O salão de recepções, provavelmente de uma universidade onde Lidman iria receber uma homenagem em uma Noite de Gala, com uma grande mesa que é apresentada em um travelling com a tomada em meio plongé, existe um espaço na frente da mesa e uma escada lateral, a sala que dá a um corredor com arcos e por ali entra um coro de jovens com um estandarte com a figura de um rei, o ano de 1883 e velas, na frente, atrás do líder vem um jovem que toca tarol, param em frente à parte central da mesa e um dos jovens fará homengem ao poeta inclusive recitando um poema falando do amor. Quem sabe se não tinha sido feito para Gertrude?
A outra sala, onde ela vai descansar depois de ter um pequeno mal-estar, é espaçosa e fria, com um grande quadro com uma mulher nua de frente sendo atacada por cães. Neste lugar ela conversa com seu amigo psicanalista Axel que está trabalhando em Paris e, no final da conversa diz para ele que teve um sonho igual ao do quadro. Depois conversa com o marido que não aceita a separação. Eles se falam mas os dois olham no vazio, seus olhares nunca se encontram.
Em outro salão por fim encontra com Lidman e ele fala do amor que ainda tem por ela, e comenta da festa a que tinha ido no dia anterior e lá, tinha encontrado Erland que narrou a aventura que tinha tido com Gertrude antes da festa. Por fim chega Gustav acompanhado de Erland e pede para ela cantar acompanhada deste jovem pianista. Ela aceita cantar, mas não agüenta e desmaia no final.

Detalhes do filme:
Dreyer utiliza um flashback, com a fotografia super exposta, como Resnais tinha usado em Marienbad. Eu acredito que ele usou este recurso com humildade, sem se importar que outro grande diretor o tivesse utilizado antes.
Os diálogos do filme são belíssimos, mesmo sendo tradução, gostaria de tê-los, para poder lê-los constantemente.
Todos os enquadramentos foram cuidadosamente estudados, nada está fora do lugar em todos os planos.
A montagem foi feita sem sobressaltos, sempre mostrando como Dreyer gostaria que nós víssemos toda as cenas.

Os detalhes são sempre sutis como por exemplo a carruagem que leva o marido à ópera para encontrar a mulher, que lá não estava. Com este pequeno detalhe e mais o telefone em que ela fala no final ele cita a época da história, final do século XIX e início do século XX, quando a mulher começava a procurar sua independência.

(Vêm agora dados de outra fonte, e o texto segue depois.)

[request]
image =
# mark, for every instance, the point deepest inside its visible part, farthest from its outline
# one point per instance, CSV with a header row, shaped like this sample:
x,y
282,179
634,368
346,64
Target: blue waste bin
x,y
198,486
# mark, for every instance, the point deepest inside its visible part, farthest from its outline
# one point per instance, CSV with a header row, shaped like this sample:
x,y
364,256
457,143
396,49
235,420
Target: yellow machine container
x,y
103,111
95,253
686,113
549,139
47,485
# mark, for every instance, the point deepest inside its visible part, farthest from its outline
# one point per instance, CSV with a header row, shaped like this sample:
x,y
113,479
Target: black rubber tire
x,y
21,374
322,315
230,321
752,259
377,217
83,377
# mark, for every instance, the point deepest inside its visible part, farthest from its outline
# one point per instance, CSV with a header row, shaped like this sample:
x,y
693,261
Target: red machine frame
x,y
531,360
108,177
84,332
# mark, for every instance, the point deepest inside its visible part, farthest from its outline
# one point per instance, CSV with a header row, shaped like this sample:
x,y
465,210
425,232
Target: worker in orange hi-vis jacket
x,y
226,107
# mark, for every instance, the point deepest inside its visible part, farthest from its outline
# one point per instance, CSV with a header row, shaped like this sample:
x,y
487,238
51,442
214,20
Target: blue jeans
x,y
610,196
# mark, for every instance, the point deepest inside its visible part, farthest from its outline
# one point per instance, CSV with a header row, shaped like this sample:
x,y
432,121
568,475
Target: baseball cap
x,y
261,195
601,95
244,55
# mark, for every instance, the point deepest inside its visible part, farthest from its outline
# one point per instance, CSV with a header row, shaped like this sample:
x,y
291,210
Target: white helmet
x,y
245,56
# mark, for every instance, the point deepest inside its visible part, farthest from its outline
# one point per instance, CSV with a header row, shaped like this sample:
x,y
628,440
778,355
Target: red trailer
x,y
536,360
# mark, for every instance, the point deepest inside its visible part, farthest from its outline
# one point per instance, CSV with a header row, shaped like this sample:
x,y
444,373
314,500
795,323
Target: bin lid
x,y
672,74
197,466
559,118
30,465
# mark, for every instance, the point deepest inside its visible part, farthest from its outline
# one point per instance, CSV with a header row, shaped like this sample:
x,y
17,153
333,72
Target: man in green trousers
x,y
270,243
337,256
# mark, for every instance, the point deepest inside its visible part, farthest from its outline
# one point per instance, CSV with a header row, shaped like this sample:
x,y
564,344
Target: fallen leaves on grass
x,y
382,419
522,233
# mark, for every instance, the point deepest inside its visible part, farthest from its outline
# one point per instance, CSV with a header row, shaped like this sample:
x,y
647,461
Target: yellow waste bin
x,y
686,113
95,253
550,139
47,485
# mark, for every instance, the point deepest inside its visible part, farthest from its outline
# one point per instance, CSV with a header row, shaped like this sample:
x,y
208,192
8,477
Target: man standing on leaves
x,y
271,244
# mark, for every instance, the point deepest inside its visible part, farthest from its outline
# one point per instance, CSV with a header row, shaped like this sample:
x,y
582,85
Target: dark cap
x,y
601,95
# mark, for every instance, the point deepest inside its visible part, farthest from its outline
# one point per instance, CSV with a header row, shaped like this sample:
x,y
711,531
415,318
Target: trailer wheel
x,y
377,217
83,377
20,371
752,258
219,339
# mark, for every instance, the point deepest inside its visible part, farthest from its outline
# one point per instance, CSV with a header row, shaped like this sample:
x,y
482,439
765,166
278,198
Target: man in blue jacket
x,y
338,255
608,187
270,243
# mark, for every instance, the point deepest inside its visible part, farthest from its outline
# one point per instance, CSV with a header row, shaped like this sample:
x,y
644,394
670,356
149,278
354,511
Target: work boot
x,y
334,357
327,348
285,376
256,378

Olhando desta forma, como eu vi, posso dizer que Gertrude é chata? A meu ver ela sempre foi usada e não teve chance, a vida inteira, de encontrar o amor. Ela não amava o marido, mas será que se ele a considerasse como mulher e não como objeto, ela não o teria amado?

Será que depois de várias tentativas valeria apenas tentar de novo? Ou ela se contentaria em envelhecer, mesmo solitária, esperando agora a morte, até tendo comprado a sepultura do lado de uma amoreira? O filme termina com os dois amigos, ela e Axé,l depois de um encontro no dia de seu aniversário acenando de longe, ele sai, ela fecha a porta. Não é lindo?

Ela tinha escrito um poema quando era bem jovem e nunca conseguiu se realizar.

Olha para mim.
Sou linda?
Não.
Mas amei

Olha para mim.
Sou nova?
Não.
Mas amei.

Olha para mim.
Estou viva?
Não.
Mas amei.

A Gertrude, com 16 anos, escreveu um evangelho de amor.